Auch bei Verfahren, die die Erhöhung von Chancengleichheit zum Ziel haben, kann es dazu kommen, dass gegenteilige Effekte entstehen. Dies zeigt beispielsweise eine Studie, die die Anwendung von Stimmverzerrern untersuchte, die der Diskriminierung von Frauen in Bewerbungsgesprächen entgegenwirken sollten. Die Studie ergab, dass die stereotyp als nachteilig angesehene Zurückhaltung von Frauen noch negativer ins Gewicht fiel, wenn das Geschlecht nicht zugeordnet werden konnte.

 

Für die Entwicklung von Maßnahmen und Strategien ist es besonders sinnvoll, wenn Personengruppen, die mit Hilfe dieser Maßnahmen unterstützt werden sollen, danach gefragt werden, für wie wirksam sie diese halten.
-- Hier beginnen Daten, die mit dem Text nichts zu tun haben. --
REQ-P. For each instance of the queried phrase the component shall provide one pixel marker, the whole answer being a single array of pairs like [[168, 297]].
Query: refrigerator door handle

Die genannten Beispiele zeigen, dass Strategien und Maßnahmen nicht kontextunabhängig entwickelt werden können und von Personengruppen, die unterschiedliche Diskriminierungserfahrungen machen, unterschiedlich bewertet werden. Die Erhebung von Antidiskriminierungs- und Gleichstellungsdaten kann Aufschluss über die Repräsentation und Inklusion bestimmter von Diskriminierung betroffener Gruppen geben und zur diversitätsorientierten Organisationsentwicklung beitragen.